# 3.2 Doubly Linked Lists

A doubly linked list is a sequence of nodes where each node stores a value, a reference to the next node, and a reference to the previous node. Compared with a singly linked list, it gives bidirectional movement, but every structural update must preserve two links instead of one.

## Structure

A minimal node definition is:

```text
Node {
  value
  prev : Node | null
  next : Node | null
}
```

The list usually stores both `head` and `tail`.

```text
List {
  head : Node | null
  tail : Node | null
}
```

If the list is empty, both `head` and `tail` are `null`. If the list has one node, both `head` and `tail` point to that same node.

## Core Invariant

For every node `x` in the list:

```text
if x.next != null:
  x.next.prev == x

if x.prev != null:
  x.prev.next == x
```

The `head` node has no previous node.

```text
head.prev == null
```

The `tail` node has no next node.

```text
tail.next == null
```

These conditions define the structural correctness of a doubly linked list.
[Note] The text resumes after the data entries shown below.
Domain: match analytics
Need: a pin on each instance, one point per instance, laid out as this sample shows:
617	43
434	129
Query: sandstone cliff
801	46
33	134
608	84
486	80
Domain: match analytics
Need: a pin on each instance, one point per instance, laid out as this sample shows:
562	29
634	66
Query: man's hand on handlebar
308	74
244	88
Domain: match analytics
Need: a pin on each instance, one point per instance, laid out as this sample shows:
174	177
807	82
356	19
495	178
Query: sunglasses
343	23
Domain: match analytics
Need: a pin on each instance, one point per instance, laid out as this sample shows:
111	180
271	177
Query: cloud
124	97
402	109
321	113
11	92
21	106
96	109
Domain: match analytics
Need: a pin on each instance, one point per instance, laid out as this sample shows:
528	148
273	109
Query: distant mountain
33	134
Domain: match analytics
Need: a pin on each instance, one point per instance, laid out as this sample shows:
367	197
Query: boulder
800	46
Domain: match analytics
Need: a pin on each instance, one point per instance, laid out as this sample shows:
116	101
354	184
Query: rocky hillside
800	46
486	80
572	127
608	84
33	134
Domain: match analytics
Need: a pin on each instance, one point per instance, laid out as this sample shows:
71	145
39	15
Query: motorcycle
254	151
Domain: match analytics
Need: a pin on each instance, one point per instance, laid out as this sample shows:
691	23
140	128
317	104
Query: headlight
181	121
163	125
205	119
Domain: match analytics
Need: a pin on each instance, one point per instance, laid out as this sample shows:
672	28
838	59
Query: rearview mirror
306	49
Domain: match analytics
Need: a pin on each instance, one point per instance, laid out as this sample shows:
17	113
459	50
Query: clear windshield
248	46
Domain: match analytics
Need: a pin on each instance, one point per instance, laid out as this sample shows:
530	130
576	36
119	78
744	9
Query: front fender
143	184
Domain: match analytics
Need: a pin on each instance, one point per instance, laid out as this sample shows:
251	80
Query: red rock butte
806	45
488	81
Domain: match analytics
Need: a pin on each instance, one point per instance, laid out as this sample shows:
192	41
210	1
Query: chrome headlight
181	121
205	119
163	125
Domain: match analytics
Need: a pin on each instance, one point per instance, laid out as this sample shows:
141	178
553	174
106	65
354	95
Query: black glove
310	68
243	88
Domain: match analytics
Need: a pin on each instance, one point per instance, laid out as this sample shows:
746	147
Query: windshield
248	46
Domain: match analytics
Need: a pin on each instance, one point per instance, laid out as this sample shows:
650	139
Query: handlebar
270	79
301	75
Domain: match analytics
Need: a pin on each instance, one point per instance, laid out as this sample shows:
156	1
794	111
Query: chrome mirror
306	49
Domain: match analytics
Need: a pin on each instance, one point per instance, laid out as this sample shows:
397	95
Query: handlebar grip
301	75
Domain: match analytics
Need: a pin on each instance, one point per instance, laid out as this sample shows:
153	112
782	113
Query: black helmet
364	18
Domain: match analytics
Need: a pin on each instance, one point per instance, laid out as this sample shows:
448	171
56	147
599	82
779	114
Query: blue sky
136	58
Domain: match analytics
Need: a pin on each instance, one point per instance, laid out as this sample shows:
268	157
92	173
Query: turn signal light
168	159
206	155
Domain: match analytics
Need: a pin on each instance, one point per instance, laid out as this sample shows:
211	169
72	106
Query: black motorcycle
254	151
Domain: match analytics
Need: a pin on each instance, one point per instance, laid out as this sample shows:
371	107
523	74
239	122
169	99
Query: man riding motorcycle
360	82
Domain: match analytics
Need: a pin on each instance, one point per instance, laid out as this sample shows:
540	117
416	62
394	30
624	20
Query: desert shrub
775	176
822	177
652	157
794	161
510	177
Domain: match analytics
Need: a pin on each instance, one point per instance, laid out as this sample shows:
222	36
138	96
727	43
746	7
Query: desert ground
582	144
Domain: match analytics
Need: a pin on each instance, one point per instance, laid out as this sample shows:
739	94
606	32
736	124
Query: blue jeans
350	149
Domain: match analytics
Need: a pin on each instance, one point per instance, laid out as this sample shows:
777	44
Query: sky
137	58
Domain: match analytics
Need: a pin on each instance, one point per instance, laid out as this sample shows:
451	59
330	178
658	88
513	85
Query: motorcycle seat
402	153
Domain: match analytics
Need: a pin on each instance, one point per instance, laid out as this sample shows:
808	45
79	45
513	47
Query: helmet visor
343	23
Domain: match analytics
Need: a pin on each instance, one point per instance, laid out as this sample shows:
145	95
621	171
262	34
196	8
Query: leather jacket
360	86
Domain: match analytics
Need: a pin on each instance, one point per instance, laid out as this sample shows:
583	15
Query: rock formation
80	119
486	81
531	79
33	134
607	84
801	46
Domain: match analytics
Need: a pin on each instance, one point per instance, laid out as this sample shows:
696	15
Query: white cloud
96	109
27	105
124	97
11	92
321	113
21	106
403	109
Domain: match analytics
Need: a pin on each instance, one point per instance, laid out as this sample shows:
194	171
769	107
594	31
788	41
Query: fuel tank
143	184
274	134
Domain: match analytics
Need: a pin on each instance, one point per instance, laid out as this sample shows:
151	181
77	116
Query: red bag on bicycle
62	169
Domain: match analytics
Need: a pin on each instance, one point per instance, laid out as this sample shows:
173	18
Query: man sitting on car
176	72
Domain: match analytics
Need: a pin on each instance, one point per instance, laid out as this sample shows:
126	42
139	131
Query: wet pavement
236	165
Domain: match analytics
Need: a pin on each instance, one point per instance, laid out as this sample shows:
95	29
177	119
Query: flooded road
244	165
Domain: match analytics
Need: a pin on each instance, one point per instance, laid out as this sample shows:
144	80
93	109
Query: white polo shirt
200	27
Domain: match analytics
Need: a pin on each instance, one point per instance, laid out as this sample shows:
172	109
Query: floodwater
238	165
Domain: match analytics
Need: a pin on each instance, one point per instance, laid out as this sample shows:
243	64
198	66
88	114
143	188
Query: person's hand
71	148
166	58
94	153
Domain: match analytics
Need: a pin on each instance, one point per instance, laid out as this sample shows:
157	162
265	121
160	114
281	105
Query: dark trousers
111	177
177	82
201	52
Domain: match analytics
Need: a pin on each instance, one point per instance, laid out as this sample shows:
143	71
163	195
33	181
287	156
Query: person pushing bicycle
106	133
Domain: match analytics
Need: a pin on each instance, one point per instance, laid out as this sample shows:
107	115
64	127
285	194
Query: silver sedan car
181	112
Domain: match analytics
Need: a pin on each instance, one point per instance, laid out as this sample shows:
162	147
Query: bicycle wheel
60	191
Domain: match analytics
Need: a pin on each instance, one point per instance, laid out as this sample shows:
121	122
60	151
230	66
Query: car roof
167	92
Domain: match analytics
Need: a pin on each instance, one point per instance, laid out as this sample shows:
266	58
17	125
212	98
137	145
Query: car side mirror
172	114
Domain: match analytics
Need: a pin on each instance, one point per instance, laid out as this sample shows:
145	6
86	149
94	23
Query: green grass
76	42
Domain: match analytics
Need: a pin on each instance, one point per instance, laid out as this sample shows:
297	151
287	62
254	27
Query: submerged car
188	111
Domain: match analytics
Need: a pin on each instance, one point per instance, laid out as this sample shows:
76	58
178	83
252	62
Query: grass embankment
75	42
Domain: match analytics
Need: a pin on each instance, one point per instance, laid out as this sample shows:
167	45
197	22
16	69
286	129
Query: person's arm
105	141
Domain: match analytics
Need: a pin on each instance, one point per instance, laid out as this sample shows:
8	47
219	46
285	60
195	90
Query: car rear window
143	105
Most bugs come from updating one direction and forgetting the other.

## Traversal

Forward traversal starts at `head`.

```text
cur = head
while cur != null:
  process(cur.value)
  cur = cur.next
```

Backward traversal starts at `tail`.

```text
cur = tail
while cur != null:
  process(cur.value)
  cur = cur.prev
```

Both traversals take O(n) time and O(1) extra space.

## Insert After a Node

To insert `new` after `cur`, preserve the old successor before rewiring.

```text
after = cur.next

new.prev = cur
new.next = after

cur.next = new

if after != null:
  after.prev = new
else:
  tail = new
```

The order matters. First connect the new node to its neighbors. Then connect the neighbors back to the new node. If `cur` was the tail, the list tail must be updated.

## Insert Before a Node

To insert `new` before `cur`, preserve the old predecessor.

```text
before = cur.prev

new.next = cur
new.prev = before

cur.prev = new

if before != null:
  before.next = new
else:
  head = new
```

If `cur` was the head, the list head must be updated.

## Delete a Node

Deletion is simpler than in a singly linked list because the node already stores its predecessor.

```text
before = cur.prev
after = cur.next

if before != null:
  before.next = after
else:
  head = after

if after != null:
  after.prev = before
else:
  tail = before
```

After deletion, it is often useful to detach the removed node.

```text
cur.prev = null
cur.next = null
```

Detaching prevents accidental reuse of stale links, especially in languages where nodes may be moved between lists.

## Push Front

Insert a node at the beginning.

```text
new.prev = null
new.next = head

if head != null:
  head.prev = new
else:
  tail = new

head = new
```

When the old list is empty, the new node is both head and tail.

## Push Back

Insert a node at the end.

```text
new.next = null
new.prev = tail

if tail != null:
  tail.next = new
else:
  head = new

tail = new
```

Again, the empty list case must update both endpoints.

## Pop Front

Remove and return the first node.

```text
if head == null:
  return null

node = head
head = head.next

if head != null:
  head.prev = null
else:
  tail = null

node.next = null
node.prev = null
return node
```

The important edge case is a one-node list. After removing that node, both `head` and `tail` must become `null`.

## Pop Back

Remove and return the last node.

```text
if tail == null:
  return null

node = tail
tail = tail.prev

if tail != null:
  tail.next = null
else:
  head = null

node.next = null
node.prev = null
return node
```

This is symmetric to `pop_front`.

## Complexity Summary

| Operation                | Time | Space |
| ------------------------ | ---: | ----: |
| Forward traversal        | O(n) |  O(1) |
| Backward traversal       | O(n) |  O(1) |
| Insert before known node | O(1) |  O(1) |
| Insert after known node  | O(1) |  O(1) |
| Delete known node        | O(1) |  O(1) |
| Push front               | O(1) |  O(1) |
| Push back                | O(1) |  O(1) |
| Search by value          | O(n) |  O(1) |

## Common Failure Modes

A doubly linked list fails when the two directions disagree. For example, `a.next = b` but `b.prev != a` describes a broken structure. Such a list may appear correct when traversed forward but fail when traversed backward.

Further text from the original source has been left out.